Predictive Log-Syncrhonization
- Hide Paper Summary
Link: https://dl.acm.org/ft_gateway.cfm?id=1217965&type=pdf
Year: EuroSys 2006
Keyword: Log-Structured; STM; Lock-Free
Designing concurrent data structure is, in general, a difficult task. For small-scale applications, a single lock that blocks access to the entire object suffices. On large-scale data processing platforms with modern multicore architecture, however, the overhead of inter-thread communication and the bottleneck of blocking render the simple approach unattractive. Writing efficient concurrent data structures thus require a thorough understanding of the internals of the data structure, as well as knowing the intrinsic level of parallelism of certain implementations.
This paper, on the other hand, proposes Predictive Log-Synchronization (PLS) for parallelizing existing serial implementations of data structures, without having to fully understand the internals (it helps if one does have a solid understanding). PLS extends existing sequential version of a data structure with a log, which records logical operations that worker threads have performed. One of the worker threads modifying the data structure periodically acquires a lock before it “replays” the log to apply all the pending changes. Other worker threads, while the log is being replayed and the current instance becomes unstable, predicts the results of their operations. The prediction process works by reading from a duplicate of the last stable instance, and then traversing the read-only log, with the help of a few substate functions. Substate functions apply transformations to information gathered from the stable instance according to operations performed by all threads. Once the predicting thread finishes traversing the log, the final result is returned as if it is from the object with all log entries applied. After the log replaying thread applies all entries to the instance, an instance switch happens. The instance switch swaps the status of the two instances, making the one with all log entries applied the stable instance, while the other one writable. This is realized using a global version counter: the replaying thread increments the counter atomically.
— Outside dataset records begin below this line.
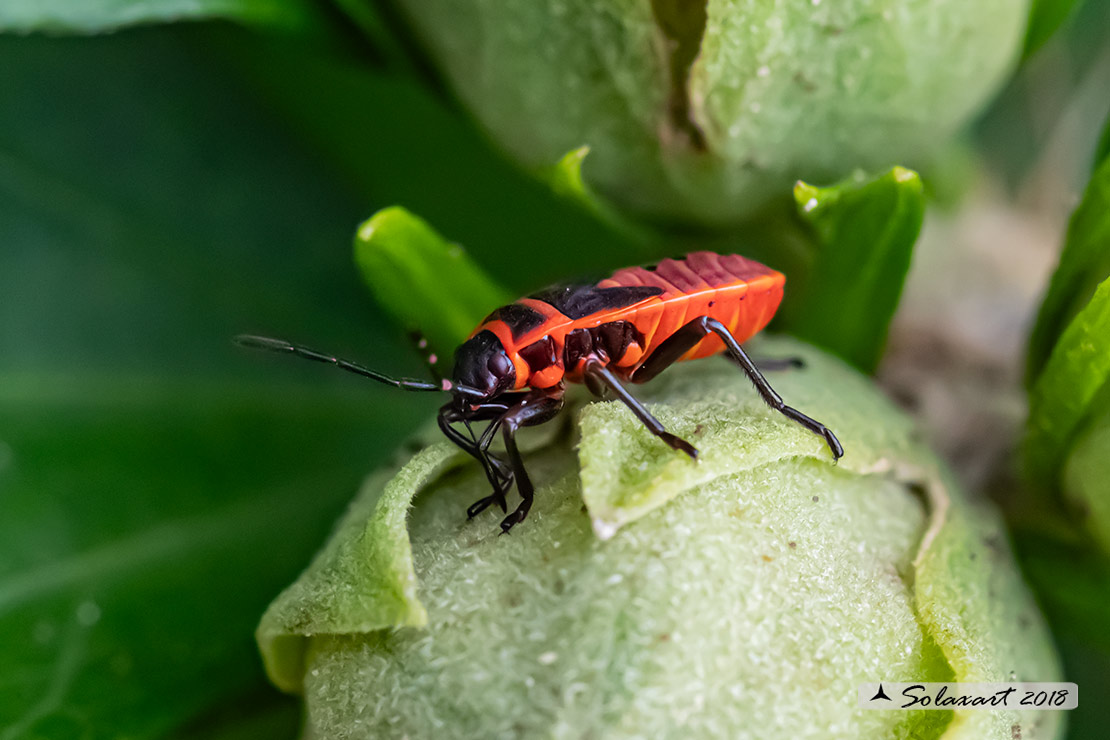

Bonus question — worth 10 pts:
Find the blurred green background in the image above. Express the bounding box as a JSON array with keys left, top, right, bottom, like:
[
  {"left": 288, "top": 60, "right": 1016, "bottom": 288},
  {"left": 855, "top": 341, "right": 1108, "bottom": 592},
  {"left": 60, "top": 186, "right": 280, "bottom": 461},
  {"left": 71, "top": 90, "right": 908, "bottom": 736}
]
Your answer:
[{"left": 0, "top": 0, "right": 1110, "bottom": 740}]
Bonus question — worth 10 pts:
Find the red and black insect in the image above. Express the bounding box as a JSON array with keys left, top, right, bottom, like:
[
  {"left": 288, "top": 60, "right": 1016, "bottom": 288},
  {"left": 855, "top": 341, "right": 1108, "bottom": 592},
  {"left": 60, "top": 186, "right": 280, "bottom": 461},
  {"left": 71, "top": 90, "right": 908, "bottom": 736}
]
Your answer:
[{"left": 238, "top": 252, "right": 844, "bottom": 531}]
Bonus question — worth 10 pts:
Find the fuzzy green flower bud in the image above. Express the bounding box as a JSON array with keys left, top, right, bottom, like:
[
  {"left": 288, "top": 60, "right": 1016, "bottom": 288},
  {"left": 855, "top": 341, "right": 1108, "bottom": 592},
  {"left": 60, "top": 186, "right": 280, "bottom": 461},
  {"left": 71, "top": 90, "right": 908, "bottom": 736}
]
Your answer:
[
  {"left": 259, "top": 341, "right": 1061, "bottom": 740},
  {"left": 386, "top": 0, "right": 1029, "bottom": 225}
]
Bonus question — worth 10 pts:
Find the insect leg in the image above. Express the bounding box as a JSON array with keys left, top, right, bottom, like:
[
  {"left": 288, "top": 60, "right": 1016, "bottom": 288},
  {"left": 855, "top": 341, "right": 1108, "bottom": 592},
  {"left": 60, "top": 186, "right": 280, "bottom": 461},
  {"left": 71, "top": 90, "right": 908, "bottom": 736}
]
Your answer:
[
  {"left": 585, "top": 357, "right": 697, "bottom": 459},
  {"left": 633, "top": 316, "right": 844, "bottom": 460},
  {"left": 436, "top": 404, "right": 513, "bottom": 516},
  {"left": 741, "top": 354, "right": 806, "bottom": 373},
  {"left": 501, "top": 391, "right": 563, "bottom": 534}
]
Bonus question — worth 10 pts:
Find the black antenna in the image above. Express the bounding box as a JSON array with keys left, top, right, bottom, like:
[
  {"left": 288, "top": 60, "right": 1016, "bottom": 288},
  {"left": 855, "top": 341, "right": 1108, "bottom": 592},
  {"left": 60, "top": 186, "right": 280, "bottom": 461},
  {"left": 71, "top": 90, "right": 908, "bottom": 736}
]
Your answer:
[{"left": 235, "top": 334, "right": 441, "bottom": 391}]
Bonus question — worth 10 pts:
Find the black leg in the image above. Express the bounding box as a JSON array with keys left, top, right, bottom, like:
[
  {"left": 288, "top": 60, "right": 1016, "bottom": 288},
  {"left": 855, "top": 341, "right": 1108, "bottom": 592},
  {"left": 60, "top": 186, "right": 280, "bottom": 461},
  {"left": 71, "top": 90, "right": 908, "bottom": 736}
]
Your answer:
[
  {"left": 501, "top": 391, "right": 563, "bottom": 535},
  {"left": 436, "top": 394, "right": 527, "bottom": 516},
  {"left": 632, "top": 316, "right": 844, "bottom": 460},
  {"left": 585, "top": 359, "right": 697, "bottom": 459},
  {"left": 741, "top": 354, "right": 806, "bottom": 373}
]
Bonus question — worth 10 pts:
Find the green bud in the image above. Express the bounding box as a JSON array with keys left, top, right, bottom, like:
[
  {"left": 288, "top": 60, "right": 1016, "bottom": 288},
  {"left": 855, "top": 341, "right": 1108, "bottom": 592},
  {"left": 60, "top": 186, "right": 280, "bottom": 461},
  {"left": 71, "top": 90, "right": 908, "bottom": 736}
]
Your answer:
[
  {"left": 386, "top": 0, "right": 1028, "bottom": 225},
  {"left": 259, "top": 339, "right": 1062, "bottom": 740}
]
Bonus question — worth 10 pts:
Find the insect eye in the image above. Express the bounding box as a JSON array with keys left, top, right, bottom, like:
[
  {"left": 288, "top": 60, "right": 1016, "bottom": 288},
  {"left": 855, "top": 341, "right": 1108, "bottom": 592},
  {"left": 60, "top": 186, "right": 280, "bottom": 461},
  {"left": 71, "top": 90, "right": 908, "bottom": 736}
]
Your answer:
[{"left": 486, "top": 352, "right": 513, "bottom": 377}]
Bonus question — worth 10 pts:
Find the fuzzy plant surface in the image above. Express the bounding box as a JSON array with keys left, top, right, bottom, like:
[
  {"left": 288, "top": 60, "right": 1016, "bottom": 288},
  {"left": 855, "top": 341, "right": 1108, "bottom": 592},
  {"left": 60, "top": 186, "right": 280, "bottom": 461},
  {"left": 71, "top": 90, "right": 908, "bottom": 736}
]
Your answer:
[
  {"left": 386, "top": 0, "right": 1029, "bottom": 225},
  {"left": 258, "top": 339, "right": 1062, "bottom": 740}
]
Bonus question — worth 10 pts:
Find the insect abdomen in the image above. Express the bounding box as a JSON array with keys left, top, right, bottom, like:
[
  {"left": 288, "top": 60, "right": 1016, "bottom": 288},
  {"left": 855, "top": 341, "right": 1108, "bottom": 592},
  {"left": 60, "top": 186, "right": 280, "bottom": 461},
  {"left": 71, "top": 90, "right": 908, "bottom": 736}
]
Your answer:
[
  {"left": 598, "top": 252, "right": 786, "bottom": 367},
  {"left": 475, "top": 252, "right": 786, "bottom": 389}
]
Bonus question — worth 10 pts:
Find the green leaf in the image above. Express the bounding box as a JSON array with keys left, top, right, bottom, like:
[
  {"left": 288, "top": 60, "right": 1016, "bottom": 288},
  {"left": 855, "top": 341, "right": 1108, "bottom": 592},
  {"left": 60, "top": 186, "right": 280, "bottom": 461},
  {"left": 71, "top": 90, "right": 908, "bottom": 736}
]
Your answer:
[
  {"left": 1023, "top": 280, "right": 1110, "bottom": 487},
  {"left": 546, "top": 146, "right": 659, "bottom": 245},
  {"left": 0, "top": 0, "right": 323, "bottom": 33},
  {"left": 354, "top": 206, "right": 514, "bottom": 357},
  {"left": 1094, "top": 113, "right": 1110, "bottom": 170},
  {"left": 0, "top": 27, "right": 433, "bottom": 740},
  {"left": 261, "top": 341, "right": 1062, "bottom": 740},
  {"left": 1063, "top": 409, "right": 1110, "bottom": 554},
  {"left": 1022, "top": 0, "right": 1083, "bottom": 59},
  {"left": 783, "top": 168, "right": 925, "bottom": 372},
  {"left": 219, "top": 33, "right": 644, "bottom": 298},
  {"left": 1026, "top": 159, "right": 1110, "bottom": 385}
]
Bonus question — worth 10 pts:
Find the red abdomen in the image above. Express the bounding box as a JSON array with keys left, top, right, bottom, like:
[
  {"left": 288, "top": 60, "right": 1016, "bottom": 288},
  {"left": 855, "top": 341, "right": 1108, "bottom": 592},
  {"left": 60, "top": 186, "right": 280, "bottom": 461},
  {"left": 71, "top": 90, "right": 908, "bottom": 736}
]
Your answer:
[
  {"left": 474, "top": 252, "right": 786, "bottom": 388},
  {"left": 598, "top": 252, "right": 786, "bottom": 369}
]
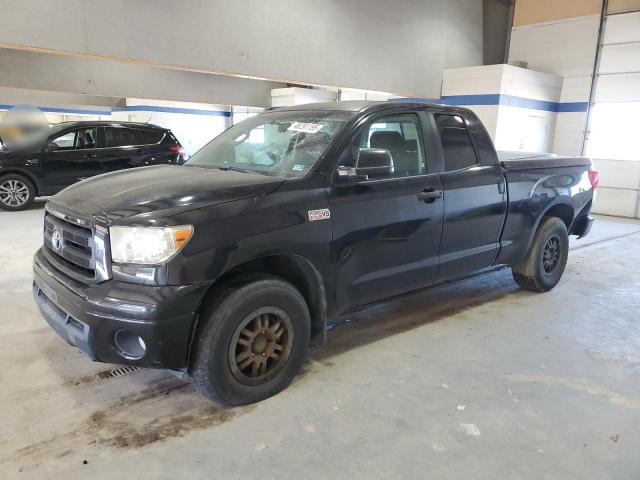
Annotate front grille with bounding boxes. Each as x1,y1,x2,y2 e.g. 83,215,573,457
44,211,96,283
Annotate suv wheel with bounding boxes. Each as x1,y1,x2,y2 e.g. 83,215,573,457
189,278,311,405
0,174,36,211
511,217,569,292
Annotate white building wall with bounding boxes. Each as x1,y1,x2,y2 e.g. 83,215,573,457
442,65,562,152
509,15,600,155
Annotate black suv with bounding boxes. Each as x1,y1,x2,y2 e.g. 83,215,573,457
0,121,187,210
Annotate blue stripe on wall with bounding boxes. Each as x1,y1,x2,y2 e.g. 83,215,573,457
112,105,231,117
0,104,231,117
392,93,589,113
0,105,111,115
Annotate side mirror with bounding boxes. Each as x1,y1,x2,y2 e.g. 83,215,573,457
356,148,394,178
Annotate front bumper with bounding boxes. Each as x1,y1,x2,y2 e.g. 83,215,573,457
33,250,209,370
571,215,595,238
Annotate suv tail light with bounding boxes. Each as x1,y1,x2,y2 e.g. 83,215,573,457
588,168,600,190
169,145,189,164
169,145,187,157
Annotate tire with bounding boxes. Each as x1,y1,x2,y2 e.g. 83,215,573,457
511,217,569,292
0,174,36,212
189,277,311,406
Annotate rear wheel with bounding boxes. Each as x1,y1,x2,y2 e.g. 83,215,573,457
0,174,36,211
511,217,569,292
190,278,310,405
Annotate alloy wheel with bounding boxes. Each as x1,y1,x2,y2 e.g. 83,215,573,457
0,180,29,207
229,307,293,385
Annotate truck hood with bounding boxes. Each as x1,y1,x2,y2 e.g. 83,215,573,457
50,165,285,223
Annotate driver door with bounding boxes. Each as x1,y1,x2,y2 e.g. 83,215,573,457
43,127,102,194
330,111,443,312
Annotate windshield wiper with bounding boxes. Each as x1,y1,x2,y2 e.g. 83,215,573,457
218,165,251,173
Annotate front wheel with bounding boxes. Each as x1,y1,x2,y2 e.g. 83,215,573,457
190,278,311,405
0,174,36,211
511,217,569,292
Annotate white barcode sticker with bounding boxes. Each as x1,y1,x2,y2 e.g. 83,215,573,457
307,208,331,222
287,122,322,133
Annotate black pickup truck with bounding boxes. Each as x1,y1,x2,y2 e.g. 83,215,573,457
33,102,598,404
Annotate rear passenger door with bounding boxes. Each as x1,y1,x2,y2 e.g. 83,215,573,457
432,111,506,280
101,125,144,172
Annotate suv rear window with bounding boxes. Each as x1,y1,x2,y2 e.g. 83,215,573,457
138,130,164,145
104,127,140,147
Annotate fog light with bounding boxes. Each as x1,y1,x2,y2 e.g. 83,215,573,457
113,330,147,360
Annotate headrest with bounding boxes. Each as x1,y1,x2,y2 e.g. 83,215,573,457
369,131,404,149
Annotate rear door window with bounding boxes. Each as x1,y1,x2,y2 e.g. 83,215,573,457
434,113,478,172
104,127,140,148
51,127,96,150
344,113,426,177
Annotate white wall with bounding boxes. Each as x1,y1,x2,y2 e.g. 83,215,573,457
509,15,600,155
442,65,562,152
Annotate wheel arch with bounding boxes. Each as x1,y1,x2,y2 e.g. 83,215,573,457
0,167,42,197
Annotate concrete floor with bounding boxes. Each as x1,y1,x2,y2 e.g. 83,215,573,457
0,201,640,480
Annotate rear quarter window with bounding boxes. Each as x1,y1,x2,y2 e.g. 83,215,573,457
138,130,164,145
434,113,478,172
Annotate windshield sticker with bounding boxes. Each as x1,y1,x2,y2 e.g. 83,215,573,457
307,208,331,222
287,122,323,133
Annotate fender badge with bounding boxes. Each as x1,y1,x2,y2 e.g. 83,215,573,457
307,208,331,222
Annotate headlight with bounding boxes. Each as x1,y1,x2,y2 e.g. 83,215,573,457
109,225,193,265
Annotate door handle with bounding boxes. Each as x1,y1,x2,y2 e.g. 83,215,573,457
418,188,442,203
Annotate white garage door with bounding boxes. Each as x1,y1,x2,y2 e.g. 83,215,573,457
587,7,640,160
585,2,640,217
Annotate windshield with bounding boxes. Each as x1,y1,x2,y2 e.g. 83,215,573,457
186,111,353,178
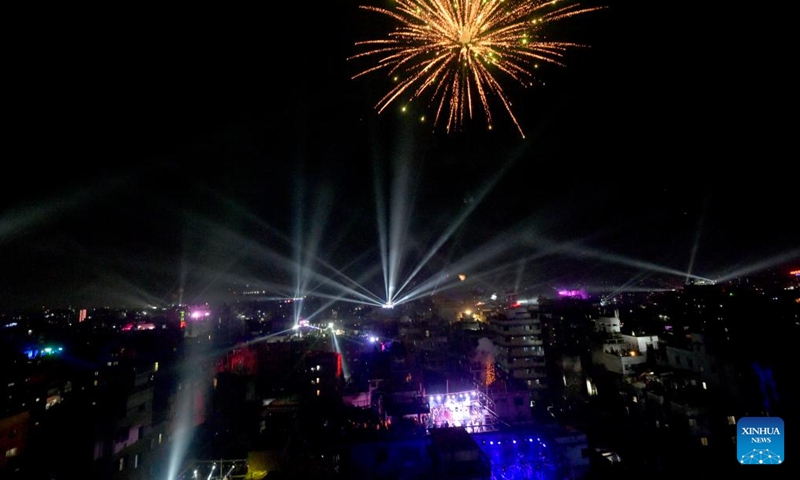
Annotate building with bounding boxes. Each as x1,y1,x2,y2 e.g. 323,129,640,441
488,305,548,400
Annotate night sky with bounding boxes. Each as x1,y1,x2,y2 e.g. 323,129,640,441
0,0,800,313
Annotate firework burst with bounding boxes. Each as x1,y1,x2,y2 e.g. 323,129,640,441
349,0,604,138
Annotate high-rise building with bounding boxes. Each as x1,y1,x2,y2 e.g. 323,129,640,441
488,304,547,400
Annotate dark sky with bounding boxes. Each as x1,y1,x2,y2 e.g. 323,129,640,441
0,0,800,313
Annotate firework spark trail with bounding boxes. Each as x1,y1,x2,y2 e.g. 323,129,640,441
349,0,605,138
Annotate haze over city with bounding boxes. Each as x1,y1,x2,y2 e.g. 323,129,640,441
0,0,800,311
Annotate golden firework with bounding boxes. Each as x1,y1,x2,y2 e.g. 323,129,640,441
350,0,604,138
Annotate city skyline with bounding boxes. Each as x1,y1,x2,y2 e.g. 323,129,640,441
0,0,800,312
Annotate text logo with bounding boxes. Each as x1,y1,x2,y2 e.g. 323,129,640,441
736,417,784,465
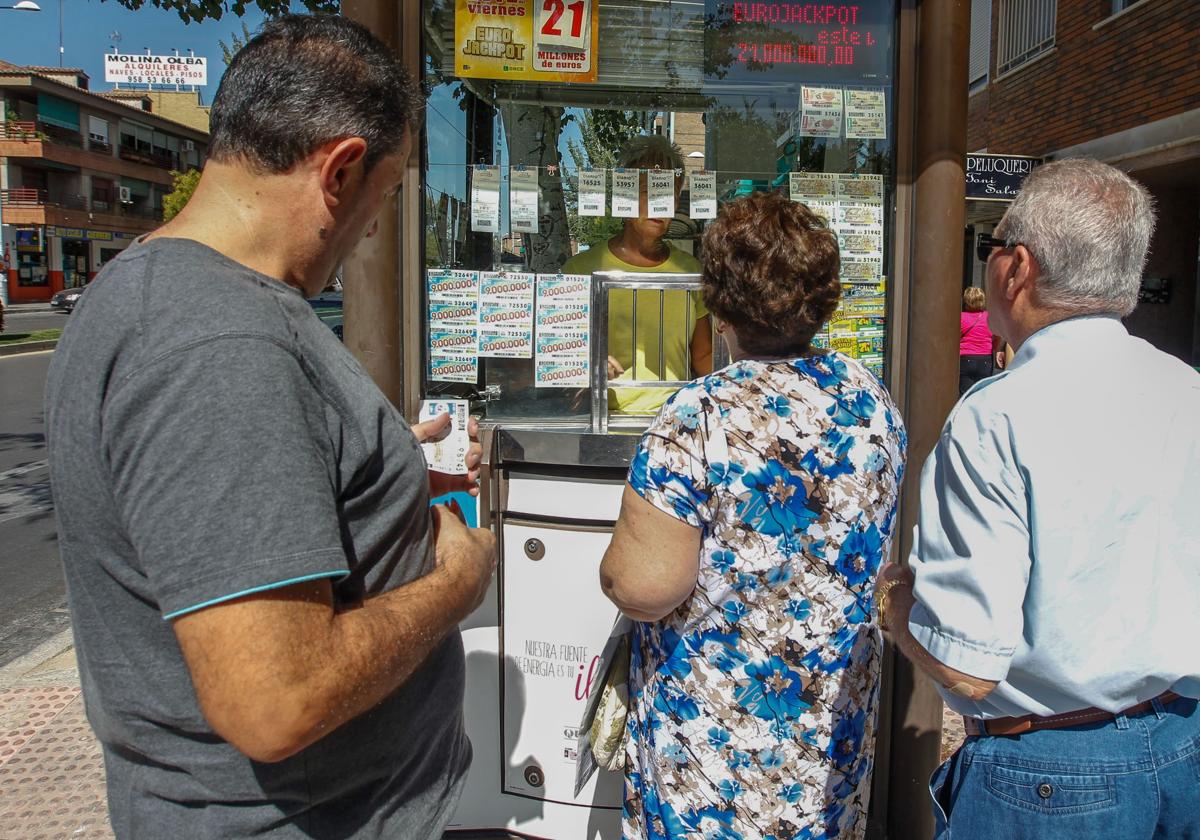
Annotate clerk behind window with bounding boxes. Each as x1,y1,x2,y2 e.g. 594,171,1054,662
563,134,713,414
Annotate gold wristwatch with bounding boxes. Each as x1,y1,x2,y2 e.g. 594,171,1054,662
875,577,912,632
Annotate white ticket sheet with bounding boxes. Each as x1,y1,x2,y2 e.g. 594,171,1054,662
470,163,500,233
580,169,608,216
418,400,470,475
509,166,541,233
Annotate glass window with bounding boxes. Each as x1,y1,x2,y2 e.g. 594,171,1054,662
967,0,991,89
996,0,1058,74
422,0,896,422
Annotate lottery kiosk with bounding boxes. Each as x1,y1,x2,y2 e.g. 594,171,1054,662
404,0,900,839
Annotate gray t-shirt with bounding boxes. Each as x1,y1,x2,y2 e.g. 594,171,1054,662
47,239,470,839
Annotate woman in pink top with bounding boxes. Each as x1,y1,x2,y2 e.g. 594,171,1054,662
959,286,1004,396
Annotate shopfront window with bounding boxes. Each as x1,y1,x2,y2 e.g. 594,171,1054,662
422,0,896,422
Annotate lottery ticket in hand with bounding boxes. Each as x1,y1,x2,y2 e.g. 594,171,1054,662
418,400,470,475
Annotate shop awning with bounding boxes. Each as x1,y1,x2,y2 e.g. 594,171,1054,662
37,92,79,131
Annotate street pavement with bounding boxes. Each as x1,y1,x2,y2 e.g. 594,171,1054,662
0,352,68,672
0,340,962,840
4,304,70,334
0,631,962,840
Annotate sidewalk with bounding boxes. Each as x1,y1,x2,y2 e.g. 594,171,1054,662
0,630,113,840
0,630,962,840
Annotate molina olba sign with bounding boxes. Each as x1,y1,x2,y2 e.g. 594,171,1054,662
966,155,1042,202
104,53,209,85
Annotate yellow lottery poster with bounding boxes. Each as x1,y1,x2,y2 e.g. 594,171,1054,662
454,0,600,82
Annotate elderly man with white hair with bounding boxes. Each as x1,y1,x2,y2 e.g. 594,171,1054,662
877,160,1200,840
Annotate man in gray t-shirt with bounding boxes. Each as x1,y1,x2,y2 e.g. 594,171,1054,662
47,17,494,839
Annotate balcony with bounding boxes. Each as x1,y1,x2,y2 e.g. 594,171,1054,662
116,143,179,169
0,188,162,233
0,127,179,188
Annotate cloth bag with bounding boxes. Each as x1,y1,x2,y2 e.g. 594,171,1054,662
575,616,634,796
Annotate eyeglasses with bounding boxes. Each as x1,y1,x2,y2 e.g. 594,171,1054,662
976,233,1020,263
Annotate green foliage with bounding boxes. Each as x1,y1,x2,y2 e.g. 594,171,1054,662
104,0,341,23
563,110,644,247
162,169,200,222
217,20,254,67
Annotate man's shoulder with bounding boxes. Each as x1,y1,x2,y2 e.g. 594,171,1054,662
79,240,308,352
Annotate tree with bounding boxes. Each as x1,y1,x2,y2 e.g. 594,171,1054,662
162,169,200,222
106,0,341,23
217,20,254,67
563,110,644,247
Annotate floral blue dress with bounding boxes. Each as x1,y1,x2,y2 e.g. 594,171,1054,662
623,353,906,840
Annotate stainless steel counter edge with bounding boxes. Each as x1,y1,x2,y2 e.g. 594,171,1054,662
496,426,641,469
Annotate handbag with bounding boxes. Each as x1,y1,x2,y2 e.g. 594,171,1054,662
575,616,634,796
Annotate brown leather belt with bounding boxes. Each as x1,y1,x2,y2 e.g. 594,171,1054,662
962,691,1180,736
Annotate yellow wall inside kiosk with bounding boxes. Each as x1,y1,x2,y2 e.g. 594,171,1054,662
563,244,708,414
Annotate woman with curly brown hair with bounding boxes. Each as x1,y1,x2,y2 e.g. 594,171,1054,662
600,194,906,840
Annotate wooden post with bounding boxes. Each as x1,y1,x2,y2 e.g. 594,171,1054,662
876,0,971,840
342,0,410,407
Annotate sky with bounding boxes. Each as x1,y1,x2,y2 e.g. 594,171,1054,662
0,0,590,229
0,0,270,104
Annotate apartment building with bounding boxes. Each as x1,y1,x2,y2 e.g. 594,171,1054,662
0,61,208,302
967,0,1200,366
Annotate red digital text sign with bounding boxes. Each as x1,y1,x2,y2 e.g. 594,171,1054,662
706,0,895,82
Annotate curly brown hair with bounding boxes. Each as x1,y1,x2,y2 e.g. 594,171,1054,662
703,192,841,356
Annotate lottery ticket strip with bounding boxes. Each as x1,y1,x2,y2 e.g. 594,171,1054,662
0,630,964,840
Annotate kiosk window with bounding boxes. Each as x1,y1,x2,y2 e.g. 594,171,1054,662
422,0,898,424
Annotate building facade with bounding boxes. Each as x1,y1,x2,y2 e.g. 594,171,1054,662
0,62,208,302
967,0,1200,365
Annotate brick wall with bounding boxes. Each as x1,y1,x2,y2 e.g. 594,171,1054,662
967,0,1200,155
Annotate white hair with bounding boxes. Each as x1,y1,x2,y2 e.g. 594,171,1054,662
996,158,1154,316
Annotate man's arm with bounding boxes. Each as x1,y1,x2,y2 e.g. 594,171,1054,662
880,563,1000,701
600,485,700,622
174,508,496,762
690,316,713,376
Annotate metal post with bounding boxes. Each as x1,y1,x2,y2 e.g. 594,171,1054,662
880,0,971,839
342,0,405,406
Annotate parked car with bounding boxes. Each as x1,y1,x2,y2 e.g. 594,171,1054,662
50,288,83,312
308,277,342,341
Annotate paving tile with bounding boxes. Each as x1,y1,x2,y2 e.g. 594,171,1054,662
0,686,113,840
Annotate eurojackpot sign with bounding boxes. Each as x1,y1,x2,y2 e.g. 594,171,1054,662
966,155,1042,202
104,53,209,85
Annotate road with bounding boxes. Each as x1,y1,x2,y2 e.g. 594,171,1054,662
4,304,68,336
0,350,70,666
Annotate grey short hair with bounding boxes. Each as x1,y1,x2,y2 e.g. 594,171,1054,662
996,158,1154,316
209,14,424,174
Other threads choose the corresponding instance to read from according to the least significant bit of the version counter.
On initialization, PLS creates two empty instances of the data structure, and sets the version counter to zero. PLS also initializes two log objects, which are simply arrays of operations which can be traversed from the head to the tail, and inserted at the tail atomically. Operations are inserted by threads that modify the data structure. One of the two instances is called the stable read-only instance, another being called the unstable instance. Each instance is also associated with a spin lock. Threads try to acquire the spin lock after they have inserted their operations at the end of the log. The winner thread then proceeds to replay the log onto the unstable instance, while other threads simply read the stable read-only instance, and predict the result of their operations. We elaborate this part in the next paragraph in detail.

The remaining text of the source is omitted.